Sustained Accumulation of Blood-Derived Macrophages in the Immune Microenvironment of Patients with Recurrent Glioblastoma after Therapy.

作者信息

Magri Sara, Musca Beatrice, Bonaudo Camilla, Tushe Ada, Russo Maria Giovanna, Masetto Elena, Zagonel Vittorina, Lombardi Giuseppe, Della Puppa Alessandro, Mandruzzato Susanna

机构信息

Department of Surgery, Oncology and Gastroenterology, University of Padova, 35128 Padova, Italy.
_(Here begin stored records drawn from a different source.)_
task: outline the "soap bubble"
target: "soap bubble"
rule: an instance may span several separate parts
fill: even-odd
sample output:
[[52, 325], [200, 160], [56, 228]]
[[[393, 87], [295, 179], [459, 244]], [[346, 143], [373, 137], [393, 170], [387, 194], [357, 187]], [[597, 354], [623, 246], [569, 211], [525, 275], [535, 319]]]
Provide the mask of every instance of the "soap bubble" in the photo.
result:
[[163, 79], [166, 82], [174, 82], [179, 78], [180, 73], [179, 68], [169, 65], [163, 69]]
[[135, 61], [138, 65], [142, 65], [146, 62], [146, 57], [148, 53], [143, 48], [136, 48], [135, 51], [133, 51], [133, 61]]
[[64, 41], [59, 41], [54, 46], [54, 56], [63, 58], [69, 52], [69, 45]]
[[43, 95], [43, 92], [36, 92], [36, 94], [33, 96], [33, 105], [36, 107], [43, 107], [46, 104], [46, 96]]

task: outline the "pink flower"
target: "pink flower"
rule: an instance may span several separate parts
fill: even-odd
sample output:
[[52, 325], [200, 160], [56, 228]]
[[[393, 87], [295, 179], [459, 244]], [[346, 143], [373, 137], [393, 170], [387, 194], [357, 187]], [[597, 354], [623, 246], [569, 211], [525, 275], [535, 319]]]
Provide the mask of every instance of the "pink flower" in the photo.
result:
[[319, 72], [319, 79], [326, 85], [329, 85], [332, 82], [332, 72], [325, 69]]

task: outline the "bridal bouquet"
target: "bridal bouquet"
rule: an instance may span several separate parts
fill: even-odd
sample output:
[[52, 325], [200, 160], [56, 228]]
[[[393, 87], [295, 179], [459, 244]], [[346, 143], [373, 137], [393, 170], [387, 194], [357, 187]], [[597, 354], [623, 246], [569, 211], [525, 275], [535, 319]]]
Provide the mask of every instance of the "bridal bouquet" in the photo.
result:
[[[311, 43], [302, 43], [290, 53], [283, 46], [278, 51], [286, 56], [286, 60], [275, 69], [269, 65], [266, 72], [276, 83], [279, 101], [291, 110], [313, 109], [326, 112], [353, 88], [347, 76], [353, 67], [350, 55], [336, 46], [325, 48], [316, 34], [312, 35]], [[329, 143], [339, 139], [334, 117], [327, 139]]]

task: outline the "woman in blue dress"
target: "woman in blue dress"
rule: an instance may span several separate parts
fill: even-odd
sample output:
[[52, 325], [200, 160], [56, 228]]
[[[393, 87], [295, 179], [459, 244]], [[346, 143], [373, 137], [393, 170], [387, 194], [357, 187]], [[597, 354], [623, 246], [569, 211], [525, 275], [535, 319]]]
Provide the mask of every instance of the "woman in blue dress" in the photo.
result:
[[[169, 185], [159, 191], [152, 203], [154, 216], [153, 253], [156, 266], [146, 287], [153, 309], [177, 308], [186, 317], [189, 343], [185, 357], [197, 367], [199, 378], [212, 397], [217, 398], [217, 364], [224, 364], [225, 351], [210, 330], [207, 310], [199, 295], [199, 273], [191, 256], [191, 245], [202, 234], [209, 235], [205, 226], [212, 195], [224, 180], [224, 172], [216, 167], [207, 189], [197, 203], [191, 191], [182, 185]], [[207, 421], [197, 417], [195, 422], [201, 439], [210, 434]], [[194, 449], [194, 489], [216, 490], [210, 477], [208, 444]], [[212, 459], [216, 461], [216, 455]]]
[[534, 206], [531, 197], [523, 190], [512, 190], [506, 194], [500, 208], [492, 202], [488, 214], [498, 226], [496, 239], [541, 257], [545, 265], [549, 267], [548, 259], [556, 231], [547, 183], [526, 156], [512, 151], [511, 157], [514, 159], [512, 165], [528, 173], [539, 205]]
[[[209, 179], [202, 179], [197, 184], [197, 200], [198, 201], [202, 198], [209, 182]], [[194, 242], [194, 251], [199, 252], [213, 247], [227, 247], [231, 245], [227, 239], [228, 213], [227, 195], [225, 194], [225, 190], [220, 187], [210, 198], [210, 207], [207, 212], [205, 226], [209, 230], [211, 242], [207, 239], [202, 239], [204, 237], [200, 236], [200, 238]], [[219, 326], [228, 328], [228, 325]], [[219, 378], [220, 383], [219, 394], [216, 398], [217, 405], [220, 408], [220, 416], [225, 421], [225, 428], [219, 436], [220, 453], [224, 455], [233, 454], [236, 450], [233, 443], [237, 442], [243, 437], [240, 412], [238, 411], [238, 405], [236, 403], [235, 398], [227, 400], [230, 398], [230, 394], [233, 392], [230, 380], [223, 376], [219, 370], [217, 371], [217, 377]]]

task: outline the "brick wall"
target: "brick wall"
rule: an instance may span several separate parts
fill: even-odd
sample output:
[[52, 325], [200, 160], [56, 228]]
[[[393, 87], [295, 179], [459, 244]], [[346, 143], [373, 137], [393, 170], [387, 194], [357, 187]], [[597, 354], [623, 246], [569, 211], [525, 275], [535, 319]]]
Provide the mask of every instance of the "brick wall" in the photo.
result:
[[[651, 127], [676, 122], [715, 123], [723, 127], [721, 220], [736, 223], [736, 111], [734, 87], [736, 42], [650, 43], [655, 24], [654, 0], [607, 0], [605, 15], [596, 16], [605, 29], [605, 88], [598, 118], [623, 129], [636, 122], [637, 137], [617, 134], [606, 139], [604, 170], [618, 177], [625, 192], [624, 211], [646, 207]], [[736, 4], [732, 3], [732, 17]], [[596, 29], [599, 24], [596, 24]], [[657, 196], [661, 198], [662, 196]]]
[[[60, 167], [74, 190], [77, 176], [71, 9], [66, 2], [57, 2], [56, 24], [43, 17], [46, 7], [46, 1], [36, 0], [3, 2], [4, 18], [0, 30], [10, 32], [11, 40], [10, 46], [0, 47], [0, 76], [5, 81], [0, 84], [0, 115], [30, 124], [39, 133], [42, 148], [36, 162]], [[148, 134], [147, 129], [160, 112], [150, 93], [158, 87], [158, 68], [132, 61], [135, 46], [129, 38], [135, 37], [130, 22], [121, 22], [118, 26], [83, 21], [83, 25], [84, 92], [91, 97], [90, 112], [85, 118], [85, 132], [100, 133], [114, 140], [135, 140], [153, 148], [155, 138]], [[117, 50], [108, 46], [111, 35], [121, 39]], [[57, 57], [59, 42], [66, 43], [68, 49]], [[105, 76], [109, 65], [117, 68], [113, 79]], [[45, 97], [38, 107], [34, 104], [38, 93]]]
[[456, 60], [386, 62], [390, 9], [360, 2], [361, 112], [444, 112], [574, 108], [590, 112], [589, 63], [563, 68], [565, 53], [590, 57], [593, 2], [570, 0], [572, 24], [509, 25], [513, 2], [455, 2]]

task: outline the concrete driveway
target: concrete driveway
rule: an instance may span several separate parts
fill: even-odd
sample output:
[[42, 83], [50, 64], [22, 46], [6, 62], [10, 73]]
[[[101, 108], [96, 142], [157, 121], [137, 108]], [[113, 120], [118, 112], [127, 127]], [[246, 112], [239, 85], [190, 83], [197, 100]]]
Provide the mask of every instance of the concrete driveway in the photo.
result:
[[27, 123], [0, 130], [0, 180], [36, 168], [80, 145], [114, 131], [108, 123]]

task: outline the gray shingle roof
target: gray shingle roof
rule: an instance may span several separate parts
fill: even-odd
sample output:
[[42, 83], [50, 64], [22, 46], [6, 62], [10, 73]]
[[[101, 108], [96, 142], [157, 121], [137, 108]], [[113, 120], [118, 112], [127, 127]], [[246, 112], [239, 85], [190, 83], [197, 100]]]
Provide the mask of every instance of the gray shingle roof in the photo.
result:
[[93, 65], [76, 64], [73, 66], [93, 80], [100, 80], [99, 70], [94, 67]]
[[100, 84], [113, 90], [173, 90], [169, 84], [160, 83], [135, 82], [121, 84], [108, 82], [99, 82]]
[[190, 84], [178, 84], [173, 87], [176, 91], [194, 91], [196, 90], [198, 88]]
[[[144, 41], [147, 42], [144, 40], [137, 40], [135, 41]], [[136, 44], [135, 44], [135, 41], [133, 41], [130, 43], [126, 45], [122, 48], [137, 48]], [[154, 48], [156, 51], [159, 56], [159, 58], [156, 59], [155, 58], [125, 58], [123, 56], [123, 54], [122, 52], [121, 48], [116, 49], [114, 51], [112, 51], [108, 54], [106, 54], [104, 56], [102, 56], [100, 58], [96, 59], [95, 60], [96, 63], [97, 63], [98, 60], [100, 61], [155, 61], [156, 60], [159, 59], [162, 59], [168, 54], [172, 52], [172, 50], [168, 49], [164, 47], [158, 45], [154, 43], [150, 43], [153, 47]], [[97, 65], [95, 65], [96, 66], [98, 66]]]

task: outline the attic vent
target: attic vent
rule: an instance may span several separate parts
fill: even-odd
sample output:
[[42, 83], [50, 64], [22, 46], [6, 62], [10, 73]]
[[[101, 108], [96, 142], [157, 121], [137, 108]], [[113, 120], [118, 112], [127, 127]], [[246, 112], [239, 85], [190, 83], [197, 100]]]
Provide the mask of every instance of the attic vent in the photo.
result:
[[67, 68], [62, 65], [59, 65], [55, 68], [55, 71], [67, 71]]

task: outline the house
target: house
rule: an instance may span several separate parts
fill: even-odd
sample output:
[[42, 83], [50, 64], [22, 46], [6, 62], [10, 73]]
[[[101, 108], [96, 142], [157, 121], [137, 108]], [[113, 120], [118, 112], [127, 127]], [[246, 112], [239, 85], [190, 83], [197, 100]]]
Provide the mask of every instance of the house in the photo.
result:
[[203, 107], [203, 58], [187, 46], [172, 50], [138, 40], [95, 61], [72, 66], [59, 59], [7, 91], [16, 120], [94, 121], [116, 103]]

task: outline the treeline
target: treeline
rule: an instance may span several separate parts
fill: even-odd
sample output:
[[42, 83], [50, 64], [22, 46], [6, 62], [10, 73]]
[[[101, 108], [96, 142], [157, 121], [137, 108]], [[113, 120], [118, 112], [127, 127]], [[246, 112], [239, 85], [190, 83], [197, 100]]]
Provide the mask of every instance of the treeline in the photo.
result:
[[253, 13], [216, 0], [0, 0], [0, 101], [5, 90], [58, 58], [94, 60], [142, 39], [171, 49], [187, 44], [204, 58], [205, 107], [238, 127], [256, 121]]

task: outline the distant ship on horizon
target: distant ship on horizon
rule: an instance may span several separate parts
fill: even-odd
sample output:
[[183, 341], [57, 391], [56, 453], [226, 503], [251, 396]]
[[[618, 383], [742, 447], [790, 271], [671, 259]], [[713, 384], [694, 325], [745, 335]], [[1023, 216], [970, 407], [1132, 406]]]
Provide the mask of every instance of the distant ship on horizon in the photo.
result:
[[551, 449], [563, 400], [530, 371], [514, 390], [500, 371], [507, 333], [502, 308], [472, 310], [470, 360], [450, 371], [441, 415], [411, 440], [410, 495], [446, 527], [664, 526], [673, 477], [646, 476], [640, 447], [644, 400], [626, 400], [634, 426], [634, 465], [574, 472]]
Immunology and Molecular Oncology, Veneto Institute of Oncology IOV-IRCCS, 35128 Padova, Italy.

出版信息

Cancers (Basel). 2021 Dec 7;13(24):6178. doi: 10.3390/cancers13246178.

Abstract

The cell composition of the glioblastoma (GBM) microenvironment depends on the recruitment of myeloid cells from the blood, promoting tumor progression by inducing immunosuppression. This phenomenon hampers immunotherapies and investigating its complexity may help to tailor new treatments. Peripheral blood and tissue specimens from the central and marginal tumor areas were collected from 44 primary and 19 recurrent GBM patients. Myeloid and lymphoid cell subsets and the levels of immunosuppressive markers were defined by multiparametric flow cytometry. Multiplexed immunohistochemistry was used to confirm the differences in the immune infiltrate and to analyze the cell spatial distribution. Relapsing GBM showed an increased presence of blood-derived macrophages in both tumor areas and a higher frequency of infiltrating lymphocytes, with a high level of exhaustion markers. The expansion of some myeloid-derived suppressor cell (MDSC) subsets in the blood was found in both primary and recurrent GBM patients. A significant inverse correlation between infiltrating T cells and an MDSC subset was also found. In patients with recurrent GBM after standard first-line therapy, the immune-hostile tumor microenvironment and the levels of some MDSC subsets in the blood persisted. Analysis of the immune landscape in GBM relapses aids in the definition of more appropriate stratification and treatment.

摘要

胶质母细胞瘤(GBM)微环境的细胞组成依赖于从血液中募集髓样细胞,通过诱导免疫抑制促进肿瘤进展。这一现象阻碍了免疫治疗,研究其复杂性可能有助于定制新的治疗方法。从44例原发性和19例复发性GBM患者中收集中央和边缘肿瘤区域的外周血和组织标本。通过多参数流式细胞术确定髓样和淋巴样细胞亚群以及免疫抑制标志物的水平。采用多重免疫组化来确认免疫浸润的差异并分析细胞的空间分布。复发性GBM在两个肿瘤区域均显示出血液来源巨噬细胞的存在增加以及浸润淋巴细胞的频率更高,且耗竭标志物水平较高。在原发性和复发性GBM患者中均发现血液中一些髓样来源抑制细胞(MDSC)亚群有所扩增。还发现浸润性T细胞与一个MDSC亚群之间存在显著的负相关。在接受标准一线治疗后的复发性GBM患者中,免疫敌对的肿瘤微环境以及血液中一些MDSC亚群的水平持续存在。对GBM复发时免疫格局的分析有助于定义更合适的分层和治疗方法。